The concept of strategic voting will have some part to play in this month’s federal election and in the Nanaimo-Ladysmith riding.

Canadians are lucky, in many ways, when it comes to our electoral system, because we get to make choices.

We can choose to vote for something we want. But we can also choose to vote ‘strategically,’ that is to say, vote against something we don’t want. The concept of strategic voting will have some part to play in this month’s federal election. It comes with a multi-party, first-past-the-post electoral system.

It’s difficult to say what impact strategic voting will have in Nanaimo-Ladysmith, for a couple of reasons. The latest polls have shown enough separation locally that voters can be reasonably confident their ballot won’t ‘split the vote,’ though we know, at the same time, that polls can be unreliable.

Another consideration is the redrawn electoral boundaries. Nanaimo-Ladysmith doesn’t have a voting history, because it’s a brand-new riding. ‘Vote-splitting’ could be a major factor here, or it could have a minimal impact, and that sense of unknown might lead to people voting strategically, just in case.

Some would argue that strategic voting is contradictory to the tenets of democracy.

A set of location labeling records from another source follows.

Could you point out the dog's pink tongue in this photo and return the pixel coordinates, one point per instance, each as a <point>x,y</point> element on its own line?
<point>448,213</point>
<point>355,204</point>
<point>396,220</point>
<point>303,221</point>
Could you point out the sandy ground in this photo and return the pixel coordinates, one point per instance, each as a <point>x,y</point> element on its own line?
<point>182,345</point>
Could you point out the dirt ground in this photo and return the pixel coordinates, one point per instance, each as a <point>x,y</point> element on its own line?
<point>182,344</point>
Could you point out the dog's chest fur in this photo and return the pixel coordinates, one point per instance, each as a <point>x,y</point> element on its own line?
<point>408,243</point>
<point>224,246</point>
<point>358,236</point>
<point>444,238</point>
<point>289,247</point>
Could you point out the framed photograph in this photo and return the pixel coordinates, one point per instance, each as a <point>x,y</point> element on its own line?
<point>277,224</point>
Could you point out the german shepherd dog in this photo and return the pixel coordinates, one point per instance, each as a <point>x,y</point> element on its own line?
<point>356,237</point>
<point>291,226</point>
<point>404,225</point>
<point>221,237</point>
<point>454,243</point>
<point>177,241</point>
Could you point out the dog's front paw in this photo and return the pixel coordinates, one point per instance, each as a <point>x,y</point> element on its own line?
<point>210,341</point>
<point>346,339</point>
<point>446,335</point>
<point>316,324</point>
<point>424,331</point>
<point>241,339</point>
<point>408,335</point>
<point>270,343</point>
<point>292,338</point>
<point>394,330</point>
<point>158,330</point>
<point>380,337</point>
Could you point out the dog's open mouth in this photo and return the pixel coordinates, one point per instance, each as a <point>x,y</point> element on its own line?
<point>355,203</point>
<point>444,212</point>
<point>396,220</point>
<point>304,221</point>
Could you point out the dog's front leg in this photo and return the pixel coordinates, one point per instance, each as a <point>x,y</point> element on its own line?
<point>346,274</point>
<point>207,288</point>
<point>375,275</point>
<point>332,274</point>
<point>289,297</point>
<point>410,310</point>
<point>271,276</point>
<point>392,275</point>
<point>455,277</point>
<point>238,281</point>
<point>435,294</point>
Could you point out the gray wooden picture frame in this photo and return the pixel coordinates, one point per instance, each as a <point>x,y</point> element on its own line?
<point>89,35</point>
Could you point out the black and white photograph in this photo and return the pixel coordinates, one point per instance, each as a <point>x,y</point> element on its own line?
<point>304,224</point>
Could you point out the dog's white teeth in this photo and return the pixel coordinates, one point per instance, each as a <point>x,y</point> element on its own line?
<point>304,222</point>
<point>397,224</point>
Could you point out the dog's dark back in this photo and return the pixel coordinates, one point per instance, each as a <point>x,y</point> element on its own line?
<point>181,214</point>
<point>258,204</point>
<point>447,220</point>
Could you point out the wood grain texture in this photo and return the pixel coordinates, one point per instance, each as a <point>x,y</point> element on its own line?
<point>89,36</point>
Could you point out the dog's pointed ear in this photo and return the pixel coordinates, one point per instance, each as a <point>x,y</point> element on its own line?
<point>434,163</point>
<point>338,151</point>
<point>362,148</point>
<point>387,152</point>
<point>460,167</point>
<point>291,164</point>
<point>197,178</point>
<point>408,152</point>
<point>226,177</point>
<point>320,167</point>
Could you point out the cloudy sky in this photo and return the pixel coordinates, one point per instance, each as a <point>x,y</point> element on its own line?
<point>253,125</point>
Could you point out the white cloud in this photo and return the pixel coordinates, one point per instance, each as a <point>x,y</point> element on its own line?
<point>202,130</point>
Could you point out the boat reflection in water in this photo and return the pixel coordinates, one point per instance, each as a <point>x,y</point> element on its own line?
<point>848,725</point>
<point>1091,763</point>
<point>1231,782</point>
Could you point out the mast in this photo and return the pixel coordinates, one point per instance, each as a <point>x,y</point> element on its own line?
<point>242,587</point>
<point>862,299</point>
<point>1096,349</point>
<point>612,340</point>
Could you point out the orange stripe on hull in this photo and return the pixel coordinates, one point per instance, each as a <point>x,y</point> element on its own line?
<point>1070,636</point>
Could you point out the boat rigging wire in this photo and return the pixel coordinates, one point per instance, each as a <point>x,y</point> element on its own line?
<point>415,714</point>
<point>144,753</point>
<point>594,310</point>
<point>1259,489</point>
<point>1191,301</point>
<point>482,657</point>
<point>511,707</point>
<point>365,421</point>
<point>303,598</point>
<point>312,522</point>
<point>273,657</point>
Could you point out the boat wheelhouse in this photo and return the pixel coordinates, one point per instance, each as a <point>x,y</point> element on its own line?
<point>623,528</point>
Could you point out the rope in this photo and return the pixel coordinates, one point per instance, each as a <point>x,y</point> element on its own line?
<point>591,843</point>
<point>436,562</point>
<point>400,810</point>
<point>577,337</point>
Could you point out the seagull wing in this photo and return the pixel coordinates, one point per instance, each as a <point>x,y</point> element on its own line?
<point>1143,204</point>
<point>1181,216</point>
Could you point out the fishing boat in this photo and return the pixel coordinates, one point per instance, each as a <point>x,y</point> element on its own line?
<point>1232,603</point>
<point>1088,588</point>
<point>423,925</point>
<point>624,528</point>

We don’t believe that to be true. Individual voters have the right to decide how they want to vote, and why they want to vote that way, for their personal reasons. If voting against a particular party – rather than voting for their preferred party – will get them closer to what they want, then maybe, for some Canadians, that’s enough.

And as for those who vote for what they want, and demand the very best Canada and won’t compromise and don’t have a second choice, how could anyone argue that those people are wasting their vote?